Blog untuk memajang hasil karya partisipan #WritingSession yang diadakan setiap jam 9 malam di @writingsession. Karena tidak ada yang bisa menghentikan kita untuk berkarya, bahkan waktu dan tempat.
Peringatan keras: setiap karya yang dimuat di Writing Session dilindungi UU hak cipta & penjiplakan pada karya tersebut memiliki sanksi!
Kamis, 30 Desember 2010
Sahabat
Oleh @sriariastini
Termenung kududuk di sini, ditepian laut yang biasa kita datangi. Memandang jauh ke laut lepas tergiang lagi kata-katamu :"aku ingin memandang laut lepas yang berwarna biru agar tak lagi menggunakan kaca mata ini"
Saat itu, kau merayuku untuk menemanimu datang ke pantai pagi-pagi buta, padahal kita berdua harus bekerja hari itu, tapi aku tak kuasa menolak rayuanmu, jadilah kita duduk berdua sambil membicarakan segala hal dari yang remeh temeh sampai yang membuat pusing kepala karena kita belum sarapan.
Seandainya hari itu kumenemuimu lebih awal, seandainya kumenemanimu, seandainya aku tidak menunda waktu, seandainya aku tidak mementingkan keinginanku, dan banyak seandainya yang berkecamuk dikepalaku...

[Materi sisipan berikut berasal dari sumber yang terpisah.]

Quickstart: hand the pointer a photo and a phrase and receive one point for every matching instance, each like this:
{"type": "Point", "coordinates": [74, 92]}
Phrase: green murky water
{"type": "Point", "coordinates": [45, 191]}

Saat tahu kau terbaring sakit, aku ingin menemanimu melawan sakit itu, tapi apa daya, tak kuasa ku menahan air mata saat melihatmu terbaring ditemani Wigung mu. Aku tak menyangka keadaannya seperti itu, kau menahan sakit yang entah dari mana sumbernya. Saat itu juga aku dan Rahma memutuskan tidak berada disitu dalam waktu yang lama, kami tidak tega melihatmu seperti itu, melawan sakit sampai tak sadar dengan kondisimu. Wigung pun memaklumi keadaan kami saat itu, dan minta tolong untuk mendoakan agar kamu kuat.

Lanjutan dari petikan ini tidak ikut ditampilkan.